The Little Salmon decision operates in conjunction with Haida and Mikisew to confirm that the government is obliged to consult whenever it contemplates decisions or activities that have the potential to adversely impact any Aboriginal right, regardless of where that right originates. Whether the land is covered by a modern treaty, an ancient treaty, or no treaty at all – the duty to consult may still arise and should therefore be front of mind whenever government is considering decisions which may affect the use of land.
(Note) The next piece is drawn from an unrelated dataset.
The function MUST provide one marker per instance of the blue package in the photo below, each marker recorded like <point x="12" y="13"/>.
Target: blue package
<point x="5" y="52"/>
However, the Court also clarified two important aspects of the duty to consult:

  • That regulatory processes leading to a decision can be sufficient to meet the duty to consult without separate engagement with First Nations – as long as the process covers off the elements of consultation required (easier when at the lower end of the spectrum of consultation).
  • That regulatory decision-makers are required to balance the rights of the applicant before them with any impacts on rights expressed by First Nations, and the court will respect those decisions, as long as they are reasonable. In this case, the Court found "the Director was simply not content to put Mr. Paulsen's interest on the back burner while the government and the First Nation attempted to work out some transitional rough spots in their relationship. He was entitled to proceed as he did" (para. 87).

The Court has clarified that the honour of the Crown is a constitutional principle that emanates from s. 35 of the Constitution Act, 1982 and therefore it must be applied in all circumstances as part of the general law of Canada. This judgment clarifies that everywhere in Canada – from Labrador to British Columbia and from Ontario to Nunavut – the honour of the Crown applies to dealings between the Crown and First Nations. As a result there are few places, if any, left in Canada where the duty to consult will never arise.